Italie

Pont de Gênes: les dernières grandes piles détruites à l'explosif

  • Publié le 28 juin 2019 à 14:10
  • Actualisé le 28 juin 2019 à 14:34

Les deux principales piles de ce qui restait du pont de Gênes après l'effondrement meurtrier d'août 2018 ont été détruites à l'explosif vendredi matin mais, une fois la poussière retombée, la polémique perdure sur les concessions dont bénéficie en Italie son gestionnaire Atlantia.

La détonation a été déclenchée à 09H37 (07H37 GMT) et les quelque 4.500 tonnes de béton et d'acier des deux immenses piles à haubans n°10 et 11 se sont effondrées en sept secondes dans un nuage de poussière, sous les yeux et quelques applaudissements de nombreux Gênois venus assister à distance à la démolition.

Les deux vice-Premiers ministres italiens, Matteo Salvini (Ligue, extrême droite) et Luigi Di Maio (Mouvement 5 étoiles, antisystème), étaient là aussi, embourbés dans une polémique sur une possible révocation des concessions de la société italienne Atlantia, gestionnaire du pont via Aspi (Autostrade per l'Italia).

La destruction a nécessité l'évacuation de près de 4.000 riverains, même si les occupants des immeubles situés sous le pont ont été contraints d'abandonner leur logement depuis le jour du drame. "Tout s'est déroulé comme prévu", s'est réjoui le maire de Gênes, Marco Bucci, également commissaire chargé de la reconstruction, qui attend le feu vert des experts en fin d'après-midi pour autoriser les riverains à rentrer chez eux.

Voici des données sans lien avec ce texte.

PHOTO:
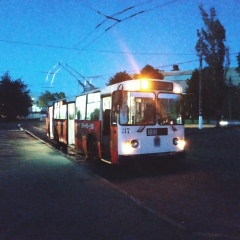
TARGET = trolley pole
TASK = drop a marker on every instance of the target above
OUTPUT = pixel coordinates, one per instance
(200, 86)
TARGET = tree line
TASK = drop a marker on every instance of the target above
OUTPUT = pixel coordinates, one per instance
(220, 98)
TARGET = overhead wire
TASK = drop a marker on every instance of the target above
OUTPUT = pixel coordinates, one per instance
(112, 17)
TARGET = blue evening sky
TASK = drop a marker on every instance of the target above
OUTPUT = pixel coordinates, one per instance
(37, 35)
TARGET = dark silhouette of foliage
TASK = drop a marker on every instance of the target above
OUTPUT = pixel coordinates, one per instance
(238, 67)
(212, 48)
(119, 77)
(14, 98)
(48, 97)
(149, 72)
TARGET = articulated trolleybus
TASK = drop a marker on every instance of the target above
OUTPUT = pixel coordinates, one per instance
(133, 118)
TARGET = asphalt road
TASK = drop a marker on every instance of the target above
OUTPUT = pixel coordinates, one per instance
(200, 193)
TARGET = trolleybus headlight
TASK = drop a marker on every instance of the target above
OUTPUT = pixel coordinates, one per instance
(144, 84)
(134, 143)
(175, 141)
(180, 142)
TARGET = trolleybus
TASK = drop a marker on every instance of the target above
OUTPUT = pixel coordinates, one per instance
(134, 118)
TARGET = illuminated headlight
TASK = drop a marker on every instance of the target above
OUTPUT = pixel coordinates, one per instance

Des réservoirs et des canons d'irrigation ont été disposés sur le site pour établir un mur d'eau afin d'éviter la dispersion des poussières fines sur la ville. Le 14 août 2018, sous une pluie battante, une partie de ce pont conçu dans les années 1960 s'était effondrée de façon inattendue, entraînant dans sa chute véhicules et passagers, parmi lesquels quatre enfants. Son démantèlement a commencé en février, avec le lent démontage des différents tronçons entre les plus petits piliers.

Parallèlement, la construction d'un nouveau viaduc autoroutier en acier et en béton, dessiné par l'architecte italien Renzo Piano, a commencé avec une coulée de béton symbolique cette semaine. Un premier élément, en provenance de la région de Naples, doit arriver vendredi dans le port de Gênes.

- "Grave manquement" -

Mais MM. Salvini et Di Maio se déchirent sur la place du concessionnaire Atlantia dans l'avenir de ce tronçon autoroutier. M. Di Maio, qui détient le porte-feuille du Développement économique, a réaffirmé sa volonté de retirer à Atlantia toutes ses concessions en Italie. Pour lui, le groupe et son actionnaire principal, la famille Benetton, sont responsables de négligences dans la maintenance du pont.

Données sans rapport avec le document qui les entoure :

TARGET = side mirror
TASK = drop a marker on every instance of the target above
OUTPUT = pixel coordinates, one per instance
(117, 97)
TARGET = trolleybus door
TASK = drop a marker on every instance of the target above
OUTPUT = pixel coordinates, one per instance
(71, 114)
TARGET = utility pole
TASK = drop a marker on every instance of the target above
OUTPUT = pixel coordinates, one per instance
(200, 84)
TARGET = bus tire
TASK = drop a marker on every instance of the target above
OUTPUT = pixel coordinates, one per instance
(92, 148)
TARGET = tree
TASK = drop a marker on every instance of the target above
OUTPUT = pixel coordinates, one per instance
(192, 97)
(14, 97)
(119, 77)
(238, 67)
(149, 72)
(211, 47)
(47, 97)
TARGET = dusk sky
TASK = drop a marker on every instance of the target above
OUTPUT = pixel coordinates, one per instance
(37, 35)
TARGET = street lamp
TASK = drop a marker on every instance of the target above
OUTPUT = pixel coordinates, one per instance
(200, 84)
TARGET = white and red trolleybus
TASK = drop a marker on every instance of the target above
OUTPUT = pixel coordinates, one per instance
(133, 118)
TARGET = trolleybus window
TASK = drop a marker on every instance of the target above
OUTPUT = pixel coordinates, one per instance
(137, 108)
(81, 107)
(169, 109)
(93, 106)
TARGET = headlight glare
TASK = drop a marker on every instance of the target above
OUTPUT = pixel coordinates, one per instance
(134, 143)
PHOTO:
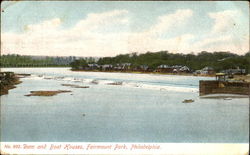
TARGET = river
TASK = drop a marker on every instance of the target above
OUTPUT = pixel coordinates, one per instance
(144, 108)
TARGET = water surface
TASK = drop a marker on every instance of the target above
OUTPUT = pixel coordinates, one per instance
(145, 108)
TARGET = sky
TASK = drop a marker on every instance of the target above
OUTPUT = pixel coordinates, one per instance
(109, 28)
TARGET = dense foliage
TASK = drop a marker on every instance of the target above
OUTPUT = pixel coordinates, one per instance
(13, 60)
(218, 60)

Mercredi, le ministre a assuré que le groupe perdrait beaucoup de valeur avec la révocation des concessions et qu'il ne pouvait donc pas être impliqué dans le sauvetage de la compagnie aérienne Alitalia, le fleuron national en grande difficulté.

Ces propos ont provoqué la stupeur d'Atlantia et d'une partie du monde économique et politique. "La société se réserve le droit de mettre en ?uvre toute action et initiative légale", a mis en garde Atlantia, en soulignant que les paroles de M. Di Maio avaient entraîné une baisse du titre. "La responsabilité d'Atlantia dans la chute du pont Morandi est une chose, et l'entreprise devra en répondre devant les instances prévues. C'est autre chose de faire des affirmations de pure propagande qui peuvent déclencher des dynamiques spéculatives", a fustigé une responsable du Parti démocrate (centre gauche), Raffaella Paita, en demandant une enquête du gendarme boursier italien, la Consob. Le patronat italien s'est dit aussi "stupéfait".

M. Salvini, véritable homme fort du gouvernement, a pour sa part nettement atténué son discours par rapport aux jours qui ont suivi le drame, en soulignant qu'Atlantia donnait "du travail à des milliers de personnes" et qu'il fallait faire attention aux "jugements sommaires". Atlantia, leader mondial des concessions autoroutières et aéroportuaires, emploie quelque 30.000 personnes dans le monde.

Depuis le sommet du G20 à Osaka, le chef du gouvernement italien, Giuseppe Conte, a fait savoir que la procédure de révocation suivait son cours: "le grave manquement (de la société gestionnaire du tronçon) est un fait objectif, on ne peut pas faire comme s'il ne s'était rien passé".